Sunday, 26 February 2012

Film Review: The Adventures Of Tintin: The Secret Of The Unicorn

'Plucky Belgian journalist seeks lost treasure with drunken seaman in swashbuckling adventure'. While this might sound like a salacious advert pulled from the naughty section of Craigslist, I can assure you that it is the plot for a new film involving one of the most recognisable childhood heros of a generation. That film of course is Steven Spielberg's incarnation of The Adventures of Tintin.

Tintin has a particularly unique effect on its audience, as is faithful to creator Hergé's male detective who possesses as much childlike wonder and naivety as he does the real-world acumen and perspicacity of an adult. And yet he has no discernable age. This is because Tintin, voiced by Jamie Bell, is a blank slate onto which we project ourselves; inoffensive and vacuously presentable, yet reacting to extraordinary situations in ways we might imagine should such events befall us. Tintin consequently appeals to the whole spectrum of ages watching it.

This is a theme which extends throughout the film, set in locations which, for example, may or may not be Paris, at a time which could be anywhere from the 1920s to the 1960s. It poses a strange paradox, almost like a dream in that Hergé's creation is both so rich in details, palpable to the senses and instantly recognisable, yet equally blank and unfurnished to the point where Tintin's setting is there and nowhere at the same time. But this is the magic trick, to create a vessel for our own imaginations.

To describe The Adventures Of Tintin as an endless, 'action packed' roller coaster would be a gross understatement in what is literally scene after scene of action set pieces. Admittedly everything looks mighty impressive in glorious CGI and everything is incredibly well choreographed, but it does get old and leaves our human protagonists disappointingly bare-boned. Nonetheless it will no doubt delight children, however to say the film is childish in its themes would also be a misjudgement. Perhaps surprisingly for a PG film, death is alluded to throughout as is the very real sense that bullets actually mean business. While gore is never visible, invariably scenes involving guns or sword-play end with some glimpse of fatality.

Moreover, take one Captain Archibald Haddock (Serkis), a drunken sailor from whom most of the film's humour stems from.
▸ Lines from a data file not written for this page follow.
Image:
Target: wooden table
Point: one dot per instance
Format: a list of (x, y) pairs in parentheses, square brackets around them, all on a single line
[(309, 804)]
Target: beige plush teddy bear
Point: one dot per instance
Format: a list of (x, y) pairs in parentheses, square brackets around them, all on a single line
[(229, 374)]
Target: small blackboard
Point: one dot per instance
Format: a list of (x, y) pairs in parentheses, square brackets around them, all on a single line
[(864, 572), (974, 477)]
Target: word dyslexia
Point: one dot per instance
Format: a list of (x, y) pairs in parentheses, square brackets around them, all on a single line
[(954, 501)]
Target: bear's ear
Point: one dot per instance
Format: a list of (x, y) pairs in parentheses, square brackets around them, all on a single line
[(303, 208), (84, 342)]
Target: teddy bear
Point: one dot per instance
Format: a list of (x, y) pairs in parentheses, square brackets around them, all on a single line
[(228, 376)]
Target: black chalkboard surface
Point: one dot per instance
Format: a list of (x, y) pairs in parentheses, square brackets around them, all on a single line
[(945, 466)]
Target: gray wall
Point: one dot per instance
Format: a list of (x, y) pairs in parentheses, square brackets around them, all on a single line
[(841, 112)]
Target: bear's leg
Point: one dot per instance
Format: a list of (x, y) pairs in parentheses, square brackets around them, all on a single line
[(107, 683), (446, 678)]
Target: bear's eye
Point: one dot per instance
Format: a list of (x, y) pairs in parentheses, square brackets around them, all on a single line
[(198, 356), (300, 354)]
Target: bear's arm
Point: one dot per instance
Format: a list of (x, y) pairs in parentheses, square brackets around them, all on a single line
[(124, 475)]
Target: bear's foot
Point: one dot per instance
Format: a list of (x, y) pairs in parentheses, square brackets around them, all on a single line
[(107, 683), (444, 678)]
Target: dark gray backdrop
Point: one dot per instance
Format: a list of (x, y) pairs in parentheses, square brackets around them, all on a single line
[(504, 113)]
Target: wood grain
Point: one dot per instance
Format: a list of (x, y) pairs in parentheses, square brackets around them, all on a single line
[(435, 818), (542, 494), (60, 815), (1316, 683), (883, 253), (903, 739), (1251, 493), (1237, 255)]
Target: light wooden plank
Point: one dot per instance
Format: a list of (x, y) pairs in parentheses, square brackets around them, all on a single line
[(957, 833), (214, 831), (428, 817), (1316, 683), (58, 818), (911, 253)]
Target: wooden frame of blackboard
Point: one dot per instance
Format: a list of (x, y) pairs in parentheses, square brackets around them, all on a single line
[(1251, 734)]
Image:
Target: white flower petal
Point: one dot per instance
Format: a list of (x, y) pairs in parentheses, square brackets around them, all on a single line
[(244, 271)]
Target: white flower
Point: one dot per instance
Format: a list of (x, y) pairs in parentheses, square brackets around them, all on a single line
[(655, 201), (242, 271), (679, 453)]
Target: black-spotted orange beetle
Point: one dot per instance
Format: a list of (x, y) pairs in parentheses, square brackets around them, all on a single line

We have here a man who thinks it prudent to stop off in the ship's galley and load up on bottles of whiskey while a bunch of goons with guns chase him and Tintin. Yes, stumbling about in a drunken stupor doing stupid things is funny, but Haddock's situation is so pathetic that it's almost pitiful. Maybe I'm reading too much into it, but while it's all fun and games to restart a a piston engine by belching alcoholic fumes into it, it is perhaps not so funny when your alcoholism continuously endangers you and your friend's lives. Throughout, I was never quite sure what message Tintin was sending to children. Was it a warning to the dangers of alcohol? Or was it more an advertisement, as if to say 'hey, getting drunk is pretty fucking funny!'. Unfortunately despite the best efforts of our Captain, The Adventures Of Tintin is never outright hilarious. Sure I grinned, but it never evoked so much as a bawdy laugh from yours truly.

Tintin is nonetheless a true Spielberg film, sporting elements of Indy (and even shades of the Uncharted videogames) with the heart to match. Like with most of Spielberg's films this implores you to invest in Hergé's ensorcelling world, dazzlingly realised in gorgeous CGI. For the kid in all of us this is a high-spirited effort which has the capacity to delight. However, it is also somewhat disappointing that there isn't much fat to chew on here. A break for pause to catch one's breath would have been most welcome in places, but overall this is a fairly spunky and charming tale which is capriciously realised.